A project jointly undertaken by scientists from ECE, the departments of Neurosurgery, and Biomedical Engineering, and the Mayo Clinic has received close to $1 million in a grant from the Minnesota Partnership for Biotechnology and Medical Genomics. The project is titled, “Magnetic Nanodevice Arrays for the Treatment of Neurological Diseases.” The funding will enable the team to develop an implantable magnetic nanodevice array with the ability to generate highly localized magnetic fields for neuromodulation.
The project will be led by Distinguished McKnight University Professor and Robert F. Hartmann Chair in Electrical Engineering, Jian-Ping Wang (ECE), and Prof. Kendall H. Lee of the Mayo Clinic. Other investigators on the team are Prof. Tay Netoff (Dept. of Biomedical Engineering), and Prof. Walter C. Low (Dept. of Neurosurgery). The grant is spread over 2 years, effective February 2020.
Electrical and magnetic fields are used for therapeutic purposes, such as restoring hearing, treatment of Parkinson’s disease, epilepsy, stroke, and others. Transcranial Magnetic Stimulation (TMS) is an example of the use of magnetic fields, and Deep Brain Stimulation (DBS) uses electric fields. Although the two types of stimulation have similar effects on neurons, their differences impact their effectiveness. In DBS, the electrical stimulation depends on electrochemical interaction with the surrounding tissue for the passage of an electric current, which can be adversely affected by factors such as degradation of the electrode or corruption of the electrode by biological debris. Currently, this issue is resolved by increasing the electric field through increased voltage or current pulses. The resulting side effects can be mitigated by re-programming the device, but alleviation is typically only a partial remedy. Other challenges that electric stimulation pose include limitations on current density, so very small electrodes cannot deliver high currents. On the other hand, TMS, although non-invasive, is limited to stimulation of cortical surfaces and cannot stimulate structures deeply located in the brain which are targets of neurological disorders such as Parkinson’s disease and essential tremor.

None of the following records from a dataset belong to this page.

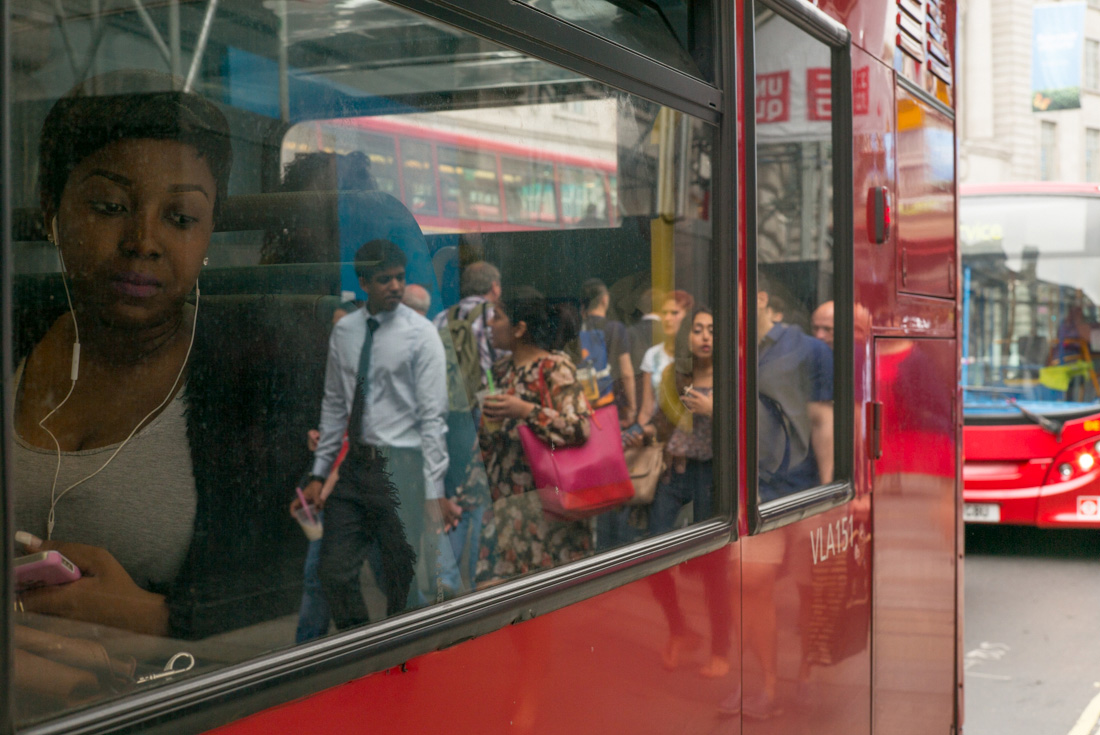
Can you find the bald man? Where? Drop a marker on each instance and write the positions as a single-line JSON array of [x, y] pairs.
[[821, 322]]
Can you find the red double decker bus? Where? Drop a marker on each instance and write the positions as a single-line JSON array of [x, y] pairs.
[[453, 182], [760, 193], [1029, 370]]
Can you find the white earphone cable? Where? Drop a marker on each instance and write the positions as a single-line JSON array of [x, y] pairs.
[[54, 496]]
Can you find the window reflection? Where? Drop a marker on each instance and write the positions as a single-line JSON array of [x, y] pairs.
[[267, 438], [795, 271]]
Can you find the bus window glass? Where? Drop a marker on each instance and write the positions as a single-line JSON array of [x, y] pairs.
[[795, 266], [306, 379], [378, 160], [1030, 275], [670, 32], [419, 177], [469, 184], [529, 192], [583, 196]]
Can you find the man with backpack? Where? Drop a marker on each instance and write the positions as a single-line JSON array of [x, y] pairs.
[[468, 325], [605, 348], [470, 354]]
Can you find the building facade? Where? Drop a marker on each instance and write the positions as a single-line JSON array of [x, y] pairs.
[[1001, 139]]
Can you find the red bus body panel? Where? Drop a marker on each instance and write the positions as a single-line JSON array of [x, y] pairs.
[[800, 600]]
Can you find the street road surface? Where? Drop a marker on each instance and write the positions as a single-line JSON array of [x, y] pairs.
[[1032, 632]]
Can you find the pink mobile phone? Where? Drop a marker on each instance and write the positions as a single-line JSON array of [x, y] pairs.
[[44, 568]]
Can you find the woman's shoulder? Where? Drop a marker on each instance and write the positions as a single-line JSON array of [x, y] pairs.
[[652, 355], [557, 361]]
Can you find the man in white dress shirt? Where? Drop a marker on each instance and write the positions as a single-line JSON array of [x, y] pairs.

To counter these challenges, the award winning team has developed a novel nanodevice technology that can allow localized magnetic stimulation through magnetic nanodevices. These magnetic stimulators can be completely enclosed extending their life expectancy. In the current project, the team will go on to develop an implantable magnetic nanodevice array that can generate a highly localized magnetic field for neuromodulation.
Organized into 2 stages, stage 1 of the project will involve the development of a prototype of functional magnetic nanodevice arrays, and in vitro testing of the prototype. In stage 2, the magnetic nanodevice arrays will be transferred onto medical grade, implantable, flexible substrates, and then tested in vivo.
The project aligns with, and will contribute to the NIH Brain Initiative that seeks to develop new technologies for the large-scale recording and neuromodulation of brain activities for the treatment of neurological diseases such as Parkinson’s disease, essential tremor, Tourette’s syndrome, depression, and others.
The team expects that the proposed development and rigorous pre-clinical testing of a flexible magnetic nanostimulator platform for brain neuromodulation will provide a substantially novel and more effective therapeutic device to treat neuropsychiatric diseases over present conventional devices.